HAZUS-MH can quantify the risk for a study area of any size, whether for a region, state, community, or neighborhood. Using ArcGIS technology, HAZUS-MH combines hazard layers with national databases, then applies standardized loss estimation and risk assessment methodology. The GIS environment allows users to create graphic presentations, helping communities visualize and understand their hazard risks and solutions.

Nationwide databases built into HAZUS-MH include data sets on demographics, building stock, essential facilities, transportation, utilities, and facilities with a high potential for loss. The software can estimate losses from earthquakes, hurricane winds, and floods. Updated hazard models supplement these new features:

  • Earthquake Model—This model provides estimates of damage and loss to buildings, essential facilities, transportation and utility lifelines, and population based on scenario or probabilistic earthquakes.

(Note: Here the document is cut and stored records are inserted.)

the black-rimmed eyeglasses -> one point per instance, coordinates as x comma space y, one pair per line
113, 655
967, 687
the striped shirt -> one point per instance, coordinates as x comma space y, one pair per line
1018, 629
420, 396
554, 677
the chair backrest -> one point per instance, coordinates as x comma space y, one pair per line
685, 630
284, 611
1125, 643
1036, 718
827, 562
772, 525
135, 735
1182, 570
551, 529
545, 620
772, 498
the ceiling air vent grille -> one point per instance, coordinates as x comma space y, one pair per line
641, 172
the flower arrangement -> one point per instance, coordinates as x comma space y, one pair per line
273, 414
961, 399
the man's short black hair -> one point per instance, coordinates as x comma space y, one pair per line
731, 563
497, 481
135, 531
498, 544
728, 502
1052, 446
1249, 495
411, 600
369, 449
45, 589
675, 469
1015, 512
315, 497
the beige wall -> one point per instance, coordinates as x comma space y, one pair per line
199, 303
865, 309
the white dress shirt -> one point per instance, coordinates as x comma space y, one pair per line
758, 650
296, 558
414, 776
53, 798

In addition to estimating direct damage, the new model addresses debris generation, fires, casualties, and shelter requirements.
  • Hurricane Wind Model—With this model users can consider any possible hurricane winds, as well as historic hurricanes, to estimate potential damage and economic losses to residential, commercial, and industrial buildings in states along the Atlantic and Gulf Coasts.
  • Flood Model—Flood risk is determined by nationwide data sets through analyses of possible flooding based on hydrologic information. The Flood Model allows users to characterize flooding and then estimate expected levels of damage to buildings and infrastructure.

Third party hazard models that address hazardous material releases and dam breaks are also accessible with HAZUS-MH.

By providing this software free of charge, FEMA hopes to facilitate effective hazard mitigation. Anticipating the scope of disaster-related damage and identifying areas of special concern can help protect the lives and livelihood of a community.